The Old Coot explains doctor talk.
By Merlin Lessler

“This is going to kill! It will hurt so bad, you’ll wish I knocked you out first!” That’s something you never hear a doctor say. Instead, you hear, “You’ll feel a little pinch, then a slight burning sensation.” And, no matter how many times you’ve experienced this rouse, you still believe it. “This time,” (you say to yourself), “It will be true.” How can it not? Right there on the wall, framed in polished oak, is the physician’s college diploma. And then, there’s that language switch from English to Latin to explain your condition. Who can question the credibility of someone speaking Latin, a stethoscope hanging from their neck, a diploma on the wall and all decked out in a white lab coat? It kills, this little pinch and the slight burning sensation that follows, but we play our part in this one-act play, by saying, “That wasn’t so bad. ” It’s only when we get to the parking lot that we admit the truth and scream at the top of our lungs as we writhe in pain on the black top.

We’re introduced to this technique when we’re naïve little kids. It starts with all those shots (the ones that will feel like a little pinch). My rude awakening came when I was four-years old; I had my tonsils out. The big lie that day was, “They are going to wheel you into the operating room, place a flower on your nose; you’ll take a little sniff and fall asleep.” I believed it! Until the nurse strapped a mask to my face and that horrible odor of ether engulfed me, removing all the possibility of a fragrant flower lulling me to sleep. I was also promised all the ice cream I could eat after it was over. It was five full days before I could swallow a small sip of water without shrieking in pain.  

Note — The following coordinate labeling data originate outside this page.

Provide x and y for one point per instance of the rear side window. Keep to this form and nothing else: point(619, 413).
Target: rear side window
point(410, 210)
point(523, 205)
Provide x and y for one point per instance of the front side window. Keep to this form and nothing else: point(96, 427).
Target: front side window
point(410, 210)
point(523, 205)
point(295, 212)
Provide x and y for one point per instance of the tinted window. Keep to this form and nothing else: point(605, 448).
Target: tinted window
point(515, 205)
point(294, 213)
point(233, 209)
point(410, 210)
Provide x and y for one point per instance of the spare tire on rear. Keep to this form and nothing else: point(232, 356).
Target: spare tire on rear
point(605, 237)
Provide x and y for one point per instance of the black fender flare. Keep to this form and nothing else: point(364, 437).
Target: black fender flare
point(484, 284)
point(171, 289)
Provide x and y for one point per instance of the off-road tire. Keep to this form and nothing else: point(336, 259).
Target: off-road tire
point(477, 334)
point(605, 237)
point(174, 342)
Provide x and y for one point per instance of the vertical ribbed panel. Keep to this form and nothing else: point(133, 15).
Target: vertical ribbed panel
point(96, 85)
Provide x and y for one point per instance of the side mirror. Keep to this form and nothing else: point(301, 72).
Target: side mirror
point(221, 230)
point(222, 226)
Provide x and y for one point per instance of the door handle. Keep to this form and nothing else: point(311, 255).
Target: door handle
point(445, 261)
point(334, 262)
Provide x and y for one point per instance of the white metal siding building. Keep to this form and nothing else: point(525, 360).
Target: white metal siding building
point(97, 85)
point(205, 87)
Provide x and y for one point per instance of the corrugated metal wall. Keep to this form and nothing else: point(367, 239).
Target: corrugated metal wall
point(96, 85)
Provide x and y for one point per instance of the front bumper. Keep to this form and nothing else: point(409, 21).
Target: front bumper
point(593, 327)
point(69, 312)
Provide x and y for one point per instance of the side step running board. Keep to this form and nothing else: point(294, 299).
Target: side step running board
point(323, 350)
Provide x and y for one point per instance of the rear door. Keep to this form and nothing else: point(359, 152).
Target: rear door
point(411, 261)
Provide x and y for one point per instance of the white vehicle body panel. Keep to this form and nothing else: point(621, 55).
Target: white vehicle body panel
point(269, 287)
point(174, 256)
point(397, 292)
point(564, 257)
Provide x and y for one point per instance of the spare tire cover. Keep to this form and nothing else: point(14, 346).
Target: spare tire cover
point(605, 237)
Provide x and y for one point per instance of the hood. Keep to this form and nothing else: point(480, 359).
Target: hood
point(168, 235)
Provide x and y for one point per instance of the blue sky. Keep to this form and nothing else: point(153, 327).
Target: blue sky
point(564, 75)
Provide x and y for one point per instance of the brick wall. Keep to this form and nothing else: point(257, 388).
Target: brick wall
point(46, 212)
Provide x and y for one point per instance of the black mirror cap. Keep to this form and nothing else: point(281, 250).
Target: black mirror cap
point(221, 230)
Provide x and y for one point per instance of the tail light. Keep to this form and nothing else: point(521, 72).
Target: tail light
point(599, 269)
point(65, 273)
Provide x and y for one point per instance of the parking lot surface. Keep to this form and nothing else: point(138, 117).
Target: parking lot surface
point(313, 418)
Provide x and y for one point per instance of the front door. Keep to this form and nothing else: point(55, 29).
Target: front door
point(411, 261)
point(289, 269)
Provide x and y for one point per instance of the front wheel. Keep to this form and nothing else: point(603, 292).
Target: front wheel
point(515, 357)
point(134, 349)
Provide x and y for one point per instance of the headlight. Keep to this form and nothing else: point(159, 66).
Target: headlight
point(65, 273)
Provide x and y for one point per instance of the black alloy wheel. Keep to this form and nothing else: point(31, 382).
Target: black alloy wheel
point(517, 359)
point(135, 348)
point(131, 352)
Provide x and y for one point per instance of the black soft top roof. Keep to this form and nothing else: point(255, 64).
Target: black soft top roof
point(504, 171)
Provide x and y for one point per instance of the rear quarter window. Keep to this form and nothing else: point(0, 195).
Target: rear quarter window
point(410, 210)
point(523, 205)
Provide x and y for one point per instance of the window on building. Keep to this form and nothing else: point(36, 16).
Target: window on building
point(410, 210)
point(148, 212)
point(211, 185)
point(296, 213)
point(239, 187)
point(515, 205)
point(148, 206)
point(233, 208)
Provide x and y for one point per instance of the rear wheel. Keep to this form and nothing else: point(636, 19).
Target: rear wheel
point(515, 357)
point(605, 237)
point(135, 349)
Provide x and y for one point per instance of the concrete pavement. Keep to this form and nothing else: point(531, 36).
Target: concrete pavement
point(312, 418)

But, the little white “medical” lies have their place. Unfortunately, they go away when old coots are the patients. They don’t pull their punches with us. - “I don’t know what that lump is on the side of your nose; I’ve never seen anything like it.” – “You say it hurts when you bend over; don’t bend over. – “Do you have a living will; you should. And soon.” -  “And, while you’re at it, you might want to sign a do-not-resuscitate order.” -  Or, my favorite; the one I’ve heard at least 25 times over the last fifteen years, “You have to expect that at your age. “ But Doc, I wasn’t “expecting” any of this stuff,” I whine, as he helps me to the door with a fistful of new prescriptions. Then I read the warning label and realize the magic pills are the biggest lie of all!